As the automotive industry increasingly shifts toward electrification, reducing vehicle drag becomes crucial for enhancing battery range and meeting consumer expectations. Additionally, recent European regulations require car manufacturers to provide reliable drag data for vehicles as they are configured (WLTP). Vehicle and tire manufacturers can assess tire impacts on vehicle performance through testing. However, to improve designs, it is essential to identify which tire features influence the flow field and overall vehicle performance. Physical tests measure tire behavior under load, but isolating contact patch and tire bulge effects is difficult, as both change together. Simulation allows independent analysis of these factors—something that physical testing alone cannot achieve. This paper investigates the aerodynamic impact of realistic tire deformation parameters—specifically, bulge and contact patch deformations—using Computational Fluid Dynamics (CFD) simulations conducted with PowerFLOW. The standalone tire setup used in this study was validated against experimental results from previous work by Dassault Systèmes.

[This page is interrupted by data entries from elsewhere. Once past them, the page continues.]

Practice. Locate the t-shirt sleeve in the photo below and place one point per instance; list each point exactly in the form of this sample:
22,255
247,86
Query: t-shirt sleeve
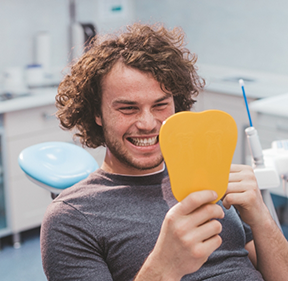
68,246
248,232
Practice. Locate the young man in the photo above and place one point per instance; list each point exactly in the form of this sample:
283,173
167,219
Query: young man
122,222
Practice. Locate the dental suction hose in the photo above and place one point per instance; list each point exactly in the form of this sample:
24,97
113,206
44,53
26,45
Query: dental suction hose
255,147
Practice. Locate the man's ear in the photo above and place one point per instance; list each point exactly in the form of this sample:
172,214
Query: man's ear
98,120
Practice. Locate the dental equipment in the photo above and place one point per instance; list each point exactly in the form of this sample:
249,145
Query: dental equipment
269,165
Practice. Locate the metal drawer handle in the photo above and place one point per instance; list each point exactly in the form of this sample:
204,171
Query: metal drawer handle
47,116
282,127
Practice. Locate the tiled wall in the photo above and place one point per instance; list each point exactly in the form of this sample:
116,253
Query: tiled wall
241,33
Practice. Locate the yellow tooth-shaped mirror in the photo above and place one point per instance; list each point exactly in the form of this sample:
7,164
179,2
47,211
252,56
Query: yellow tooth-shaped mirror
198,149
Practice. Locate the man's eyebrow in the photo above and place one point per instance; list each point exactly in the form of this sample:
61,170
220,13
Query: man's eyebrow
129,102
163,98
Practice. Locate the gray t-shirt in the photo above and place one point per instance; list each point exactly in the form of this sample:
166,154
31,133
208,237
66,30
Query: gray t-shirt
104,227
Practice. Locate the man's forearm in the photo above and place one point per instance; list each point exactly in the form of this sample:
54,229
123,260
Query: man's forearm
272,250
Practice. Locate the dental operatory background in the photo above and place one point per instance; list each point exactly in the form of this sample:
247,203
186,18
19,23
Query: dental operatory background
234,40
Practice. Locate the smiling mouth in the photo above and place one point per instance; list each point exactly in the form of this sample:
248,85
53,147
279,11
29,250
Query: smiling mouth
143,141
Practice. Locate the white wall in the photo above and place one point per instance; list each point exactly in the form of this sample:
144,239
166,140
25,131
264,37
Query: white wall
249,34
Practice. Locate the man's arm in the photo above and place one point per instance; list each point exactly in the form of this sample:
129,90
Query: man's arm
270,244
188,236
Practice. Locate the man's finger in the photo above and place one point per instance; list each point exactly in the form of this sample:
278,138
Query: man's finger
194,201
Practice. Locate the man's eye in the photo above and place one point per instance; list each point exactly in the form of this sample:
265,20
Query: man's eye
161,105
128,109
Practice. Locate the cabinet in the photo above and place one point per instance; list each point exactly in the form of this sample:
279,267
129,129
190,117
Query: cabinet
233,105
26,202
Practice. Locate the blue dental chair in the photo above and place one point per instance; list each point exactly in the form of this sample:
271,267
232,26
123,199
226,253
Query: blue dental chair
56,165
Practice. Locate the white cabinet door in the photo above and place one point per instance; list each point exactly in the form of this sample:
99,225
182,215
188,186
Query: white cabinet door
235,106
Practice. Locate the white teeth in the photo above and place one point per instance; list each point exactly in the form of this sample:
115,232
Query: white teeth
144,141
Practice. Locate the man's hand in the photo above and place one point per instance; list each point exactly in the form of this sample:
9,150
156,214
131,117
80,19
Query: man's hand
244,194
188,236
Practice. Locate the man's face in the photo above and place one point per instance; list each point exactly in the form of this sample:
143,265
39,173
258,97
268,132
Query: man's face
133,109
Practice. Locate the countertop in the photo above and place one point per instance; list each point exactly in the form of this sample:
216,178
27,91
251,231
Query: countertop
258,85
219,79
35,98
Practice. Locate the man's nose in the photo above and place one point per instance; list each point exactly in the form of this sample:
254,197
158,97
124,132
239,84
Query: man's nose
146,121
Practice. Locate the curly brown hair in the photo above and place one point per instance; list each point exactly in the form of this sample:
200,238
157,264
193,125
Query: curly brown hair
148,48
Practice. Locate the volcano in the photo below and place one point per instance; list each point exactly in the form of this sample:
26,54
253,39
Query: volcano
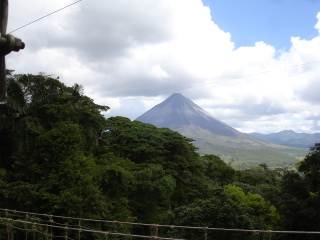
213,136
177,111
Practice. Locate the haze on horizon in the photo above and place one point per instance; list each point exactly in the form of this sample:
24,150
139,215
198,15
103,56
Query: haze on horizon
252,66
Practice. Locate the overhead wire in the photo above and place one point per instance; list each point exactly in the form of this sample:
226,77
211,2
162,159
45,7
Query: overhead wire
45,16
181,89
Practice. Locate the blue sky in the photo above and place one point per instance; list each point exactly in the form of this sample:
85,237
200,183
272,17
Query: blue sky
271,21
233,58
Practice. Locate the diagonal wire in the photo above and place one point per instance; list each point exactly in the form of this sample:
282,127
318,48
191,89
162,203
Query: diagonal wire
45,16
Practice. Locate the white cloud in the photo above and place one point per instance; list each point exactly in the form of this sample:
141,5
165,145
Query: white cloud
126,52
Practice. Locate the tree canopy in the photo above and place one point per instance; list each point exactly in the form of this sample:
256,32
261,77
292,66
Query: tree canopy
60,155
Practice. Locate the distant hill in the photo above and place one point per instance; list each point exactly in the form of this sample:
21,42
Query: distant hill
290,138
213,136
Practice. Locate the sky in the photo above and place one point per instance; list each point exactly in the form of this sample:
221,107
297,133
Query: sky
254,65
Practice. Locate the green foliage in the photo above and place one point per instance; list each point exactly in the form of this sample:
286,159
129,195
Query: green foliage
59,155
262,208
310,166
220,211
217,170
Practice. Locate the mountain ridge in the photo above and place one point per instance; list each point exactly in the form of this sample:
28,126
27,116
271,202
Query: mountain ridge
213,136
290,138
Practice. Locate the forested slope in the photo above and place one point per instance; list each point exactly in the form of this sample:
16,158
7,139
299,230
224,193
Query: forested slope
60,156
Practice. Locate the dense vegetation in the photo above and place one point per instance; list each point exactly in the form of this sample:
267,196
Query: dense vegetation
60,156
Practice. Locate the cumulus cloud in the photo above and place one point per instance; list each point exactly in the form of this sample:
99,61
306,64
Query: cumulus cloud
132,54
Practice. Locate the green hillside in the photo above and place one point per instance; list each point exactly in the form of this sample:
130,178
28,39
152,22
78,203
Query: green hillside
244,150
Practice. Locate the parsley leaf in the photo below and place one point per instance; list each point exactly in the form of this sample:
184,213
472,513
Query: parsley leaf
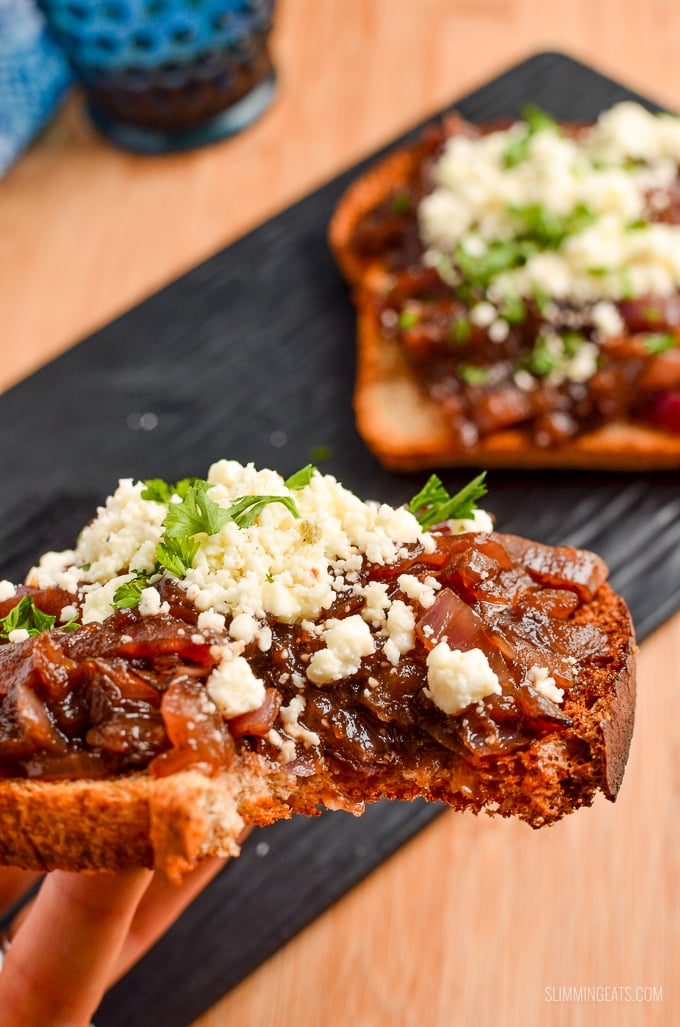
177,555
433,504
408,318
658,342
161,492
301,478
195,514
473,374
27,616
248,508
460,330
543,358
127,595
535,120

To further assess the impact of these deformations on vehicle drag, simulations were repeated using the generic automotive DrivAer model. Given the complexity of the flow features in a tire wake, the study employed a combination of analysis methodologies, including Principal Component Analysis (PCA) and a vortex tracking algorithm based on the Gamma 2 criterion and single-link hierarchical clustering. The results demonstrate a strong correlation between tire deformation and changes in wake characteristics, which in turn significantly affect the drag coefficient. Two primary flow mechanisms were identified: the flow angles around the contact patch and vortex behavior. While contact patch curvature had a noticeable impact, the most significant drag variations were due to non-linear effects of bulge deformations. A consistent relationship was observed between wake variations generated at the front tires of the DrivAer model and the overall vehicle drag.